Welsh quilting and Welsh quilts - a brief history!

People often ask me how I got interested in quilting, and one of the earliest things that inspired me was a book on Welsh quilting. I thought that the simple style and intricate quilting of the old Welsh quilts was beautiful, and a hobby was born! I've visited lots of places that show Welsh quilts and researched some of the history, so this is a potted guide just to share a bit of the information I've gathered.

Quilting has definitely been part of the Welsh culture since the late 18th century - although it is likely to be an older art in the country, there is very little evidence surviving of Welsh quilts before this time. It is a little after this that there became a recognisable Welsh style of quilt-making, in their wholecloth quilts and woollen quilts in particular.

Initially, due to the cost of fabrics for quilting, quilts were roughly made from home-spun woollen blankets. In the middle of the 19th century less expensive printed fabrics began to become available to the masses and quilting production really took off - many of the best examples being made from Welsh flannel.

It is the Welsh flannel quilts in their bold colours and geometric shapes that give rise to the comparison between Welsh quilting and the more well known Amish style of quilting, and as there was a great deal of Welsh immigrants to America at this time, particularly to Pennsylvania, it seems impossible to deny a link between the two. The design influence also passed back to Wales, with American block designs appearing in Welsh quilts from this time as Welsh families travelled to and from America. The wallhanging below is one I made, inspired by Welsh patchwork techniques, hand quilted with traditional motifs such as spirals and the Welsh pear, or paisley design.
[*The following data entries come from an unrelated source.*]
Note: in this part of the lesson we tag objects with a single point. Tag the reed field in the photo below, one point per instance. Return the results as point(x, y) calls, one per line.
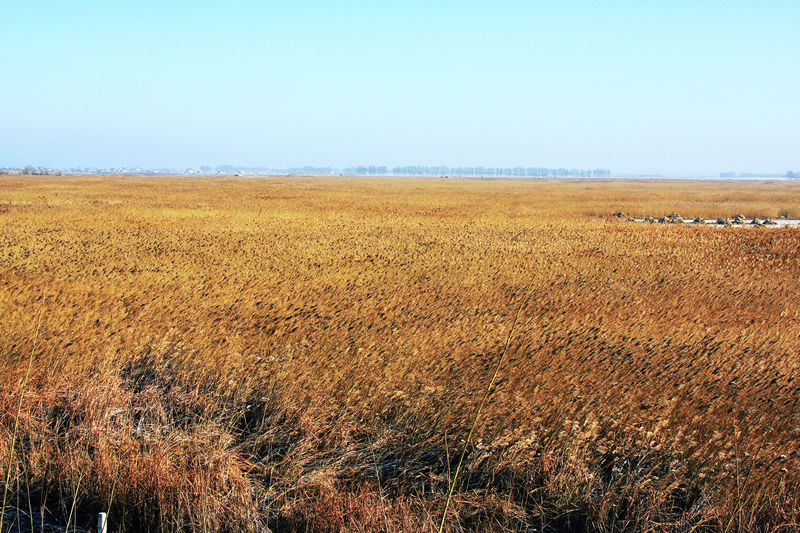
point(308, 354)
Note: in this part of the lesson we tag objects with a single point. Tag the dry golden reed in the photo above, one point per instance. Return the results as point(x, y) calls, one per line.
point(308, 354)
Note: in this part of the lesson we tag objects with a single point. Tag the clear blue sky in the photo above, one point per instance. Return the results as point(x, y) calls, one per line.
point(673, 87)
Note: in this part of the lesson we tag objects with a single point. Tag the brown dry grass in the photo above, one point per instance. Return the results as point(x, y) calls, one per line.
point(306, 354)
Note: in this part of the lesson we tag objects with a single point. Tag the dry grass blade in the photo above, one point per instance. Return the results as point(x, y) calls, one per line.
point(486, 394)
point(23, 386)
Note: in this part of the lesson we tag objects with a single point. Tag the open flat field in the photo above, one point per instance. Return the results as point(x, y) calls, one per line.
point(308, 354)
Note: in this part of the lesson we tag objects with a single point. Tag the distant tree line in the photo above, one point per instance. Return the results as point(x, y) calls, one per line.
point(538, 172)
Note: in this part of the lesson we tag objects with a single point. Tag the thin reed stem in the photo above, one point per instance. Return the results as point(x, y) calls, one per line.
point(486, 394)
point(16, 416)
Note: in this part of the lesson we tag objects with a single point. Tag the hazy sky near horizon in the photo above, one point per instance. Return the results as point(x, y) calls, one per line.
point(680, 87)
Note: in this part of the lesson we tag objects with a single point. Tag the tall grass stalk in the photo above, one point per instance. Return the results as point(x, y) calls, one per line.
point(486, 394)
point(16, 416)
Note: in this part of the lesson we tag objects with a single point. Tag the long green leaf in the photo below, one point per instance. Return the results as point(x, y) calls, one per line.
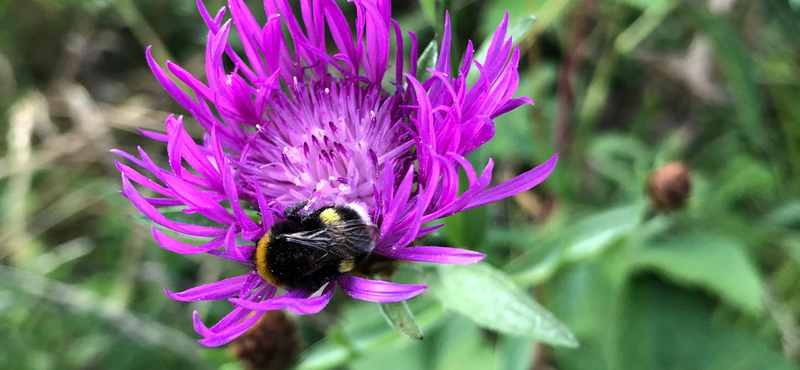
point(489, 298)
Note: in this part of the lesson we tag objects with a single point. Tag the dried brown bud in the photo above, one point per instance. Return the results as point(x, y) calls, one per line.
point(669, 186)
point(273, 343)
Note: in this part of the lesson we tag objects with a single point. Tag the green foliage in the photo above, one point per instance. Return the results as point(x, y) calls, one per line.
point(493, 301)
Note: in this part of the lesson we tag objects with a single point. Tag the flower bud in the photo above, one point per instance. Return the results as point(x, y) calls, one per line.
point(273, 343)
point(669, 186)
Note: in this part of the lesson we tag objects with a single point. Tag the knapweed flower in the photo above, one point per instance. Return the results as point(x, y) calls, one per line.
point(293, 121)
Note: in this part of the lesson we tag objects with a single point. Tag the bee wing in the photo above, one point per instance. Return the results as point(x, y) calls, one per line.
point(334, 244)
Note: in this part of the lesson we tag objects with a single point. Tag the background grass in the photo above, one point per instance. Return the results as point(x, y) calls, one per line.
point(621, 87)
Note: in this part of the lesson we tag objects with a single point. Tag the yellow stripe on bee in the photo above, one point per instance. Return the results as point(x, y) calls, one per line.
point(329, 217)
point(262, 248)
point(346, 265)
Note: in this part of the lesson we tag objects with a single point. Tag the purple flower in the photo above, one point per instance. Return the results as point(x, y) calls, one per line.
point(293, 122)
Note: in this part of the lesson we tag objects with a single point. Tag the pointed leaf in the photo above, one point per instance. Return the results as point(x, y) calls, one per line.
point(399, 316)
point(488, 297)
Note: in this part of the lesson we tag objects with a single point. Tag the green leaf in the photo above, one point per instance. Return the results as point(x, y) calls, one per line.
point(713, 262)
point(514, 353)
point(429, 10)
point(461, 346)
point(426, 60)
point(517, 31)
point(488, 297)
point(399, 316)
point(592, 235)
point(662, 327)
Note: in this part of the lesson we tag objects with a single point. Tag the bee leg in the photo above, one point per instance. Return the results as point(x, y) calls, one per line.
point(293, 212)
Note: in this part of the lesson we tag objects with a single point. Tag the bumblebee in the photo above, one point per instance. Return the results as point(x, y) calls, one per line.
point(307, 251)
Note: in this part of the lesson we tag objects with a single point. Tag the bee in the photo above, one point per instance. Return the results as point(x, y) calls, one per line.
point(307, 251)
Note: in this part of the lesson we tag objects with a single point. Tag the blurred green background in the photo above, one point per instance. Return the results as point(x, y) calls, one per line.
point(621, 88)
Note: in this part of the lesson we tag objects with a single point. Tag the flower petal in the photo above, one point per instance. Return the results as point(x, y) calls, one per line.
point(446, 255)
point(297, 301)
point(173, 245)
point(225, 288)
point(516, 185)
point(378, 291)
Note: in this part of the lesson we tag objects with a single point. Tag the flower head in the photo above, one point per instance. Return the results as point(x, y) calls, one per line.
point(292, 122)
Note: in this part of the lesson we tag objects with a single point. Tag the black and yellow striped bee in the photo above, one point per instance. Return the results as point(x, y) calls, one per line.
point(306, 251)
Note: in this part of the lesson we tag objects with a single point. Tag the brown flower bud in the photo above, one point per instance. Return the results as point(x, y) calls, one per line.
point(669, 186)
point(273, 343)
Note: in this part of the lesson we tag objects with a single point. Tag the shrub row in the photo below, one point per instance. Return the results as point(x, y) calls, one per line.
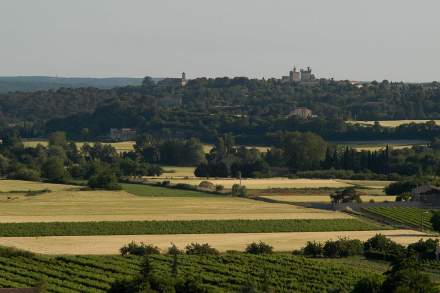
point(182, 227)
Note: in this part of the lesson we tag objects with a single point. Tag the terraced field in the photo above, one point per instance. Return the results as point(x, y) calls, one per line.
point(110, 244)
point(95, 273)
point(413, 217)
point(73, 205)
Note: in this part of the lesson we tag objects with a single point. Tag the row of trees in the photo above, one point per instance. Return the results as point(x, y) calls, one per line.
point(208, 108)
point(61, 161)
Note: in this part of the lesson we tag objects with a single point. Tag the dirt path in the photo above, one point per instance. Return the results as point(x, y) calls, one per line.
point(223, 242)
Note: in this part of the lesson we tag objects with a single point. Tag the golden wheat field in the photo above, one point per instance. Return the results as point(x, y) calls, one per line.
point(177, 172)
point(232, 241)
point(266, 183)
point(392, 123)
point(74, 205)
point(325, 198)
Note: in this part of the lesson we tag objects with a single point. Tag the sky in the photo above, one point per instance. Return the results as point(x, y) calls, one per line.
point(398, 40)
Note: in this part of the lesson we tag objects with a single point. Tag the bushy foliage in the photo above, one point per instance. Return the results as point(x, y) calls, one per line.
point(239, 190)
point(200, 249)
point(381, 247)
point(141, 249)
point(12, 252)
point(424, 249)
point(346, 195)
point(105, 179)
point(435, 221)
point(314, 249)
point(259, 248)
point(371, 284)
point(206, 185)
point(342, 248)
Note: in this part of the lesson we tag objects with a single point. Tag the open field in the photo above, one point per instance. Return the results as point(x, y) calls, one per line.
point(20, 185)
point(325, 198)
point(406, 216)
point(177, 172)
point(157, 191)
point(367, 184)
point(96, 273)
point(392, 123)
point(375, 145)
point(183, 227)
point(289, 241)
point(75, 206)
point(265, 183)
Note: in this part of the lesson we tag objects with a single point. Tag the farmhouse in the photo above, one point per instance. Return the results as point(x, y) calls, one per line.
point(302, 113)
point(122, 134)
point(427, 194)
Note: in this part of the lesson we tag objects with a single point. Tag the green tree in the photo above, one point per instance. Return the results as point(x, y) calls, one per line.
point(435, 221)
point(58, 138)
point(53, 169)
point(104, 178)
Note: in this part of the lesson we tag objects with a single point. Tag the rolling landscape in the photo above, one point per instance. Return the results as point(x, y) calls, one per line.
point(219, 146)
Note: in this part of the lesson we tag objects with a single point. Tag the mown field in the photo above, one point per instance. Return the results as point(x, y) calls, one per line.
point(325, 198)
point(285, 273)
point(110, 244)
point(157, 191)
point(74, 205)
point(266, 183)
point(183, 227)
point(407, 216)
point(375, 145)
point(392, 123)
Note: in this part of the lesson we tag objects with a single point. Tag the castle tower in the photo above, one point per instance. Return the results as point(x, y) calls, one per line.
point(183, 81)
point(296, 75)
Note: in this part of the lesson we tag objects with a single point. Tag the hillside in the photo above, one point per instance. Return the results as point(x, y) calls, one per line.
point(38, 83)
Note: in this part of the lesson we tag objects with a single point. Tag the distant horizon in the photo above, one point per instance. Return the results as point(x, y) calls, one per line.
point(346, 40)
point(190, 78)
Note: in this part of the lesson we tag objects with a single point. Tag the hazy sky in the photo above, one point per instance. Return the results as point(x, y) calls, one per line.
point(344, 39)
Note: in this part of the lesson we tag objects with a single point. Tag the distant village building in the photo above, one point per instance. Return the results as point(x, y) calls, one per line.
point(302, 113)
point(183, 80)
point(304, 76)
point(174, 82)
point(295, 75)
point(122, 134)
point(427, 194)
point(169, 101)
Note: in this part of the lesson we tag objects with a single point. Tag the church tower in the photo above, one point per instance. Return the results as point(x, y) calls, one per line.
point(183, 81)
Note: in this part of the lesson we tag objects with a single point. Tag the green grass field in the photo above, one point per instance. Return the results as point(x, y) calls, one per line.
point(225, 273)
point(157, 191)
point(183, 227)
point(413, 217)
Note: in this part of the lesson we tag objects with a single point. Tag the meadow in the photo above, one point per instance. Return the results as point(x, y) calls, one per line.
point(75, 205)
point(183, 227)
point(393, 123)
point(265, 183)
point(95, 273)
point(404, 216)
point(325, 198)
point(376, 145)
point(110, 244)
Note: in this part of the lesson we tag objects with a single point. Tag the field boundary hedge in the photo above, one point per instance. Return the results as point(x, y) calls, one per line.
point(184, 227)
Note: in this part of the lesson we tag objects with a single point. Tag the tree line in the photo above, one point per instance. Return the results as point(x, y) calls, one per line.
point(207, 108)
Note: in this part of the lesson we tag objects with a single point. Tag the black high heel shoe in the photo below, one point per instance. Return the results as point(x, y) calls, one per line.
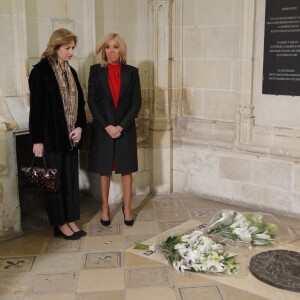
point(127, 222)
point(81, 233)
point(105, 222)
point(57, 232)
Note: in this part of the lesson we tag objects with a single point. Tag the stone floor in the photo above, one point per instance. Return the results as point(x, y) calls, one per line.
point(39, 266)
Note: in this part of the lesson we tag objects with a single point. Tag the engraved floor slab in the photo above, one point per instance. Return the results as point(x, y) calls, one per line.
point(279, 268)
point(168, 204)
point(57, 263)
point(202, 292)
point(16, 264)
point(109, 295)
point(152, 276)
point(102, 260)
point(58, 245)
point(55, 283)
point(166, 225)
point(98, 229)
point(145, 215)
point(131, 240)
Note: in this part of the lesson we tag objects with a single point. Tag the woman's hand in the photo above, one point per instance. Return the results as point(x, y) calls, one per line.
point(38, 150)
point(75, 135)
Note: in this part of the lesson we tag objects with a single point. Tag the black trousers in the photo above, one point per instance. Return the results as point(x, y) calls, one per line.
point(63, 206)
Quiltmaking in Wales however was not a hobby, it was a profession. Making quilts was one of the few ways a woman could earn a respectable living , and as there were many miners' widows around it meant that a woman could support herself and her family. Quilts were made to order by the local seamstress, many housewives in the area would get new fabric and wadding each year and have a new set of bedding made up for the winter - although there was usually a 'special' quilt in the household reserved for important guests.

Quilting in Wales remained an important industry until the early 20th century, when mass produced items started to take over. There was a resurgence between the two world wars when the Rural Industries Bureau established a programme to encourage craft industries in areas affected by economic depression. The quilts made during this time were mainly high quality quilts to sell as luxury items in wealthier areas. Sadly though, fabric production ceased during World War II, and after the war there was neither the necessity or the skills remaining to carry on the craft in any major fashion.

Quilting in the Welsh style has therefore all but died out in in our country. There are however many enthusiasts (myself included!) who wish to keep the tradition going and not lose the many quilts that have been found and restored from the "golden age" of Welsh quilting - some great places to visit to see some of these works of art are:

The Welsh Quilt Centre, Lampeter - Includes quilt exhibitions, courses and gallery shop, well worth a visit!
The Museum of Welsh Life, St Fagans - Includes a large historical textile collection, with patchwork quilts on the beds in the re-erected houses plus more available to view by appointment.
The Quilt Association - Membership organisation based in the Minerva centre in Llanidloes, with a great annual exhibition of contemporary and antique quilts.

1 comment:

  1. Thank you for this post - it has been interesting to read.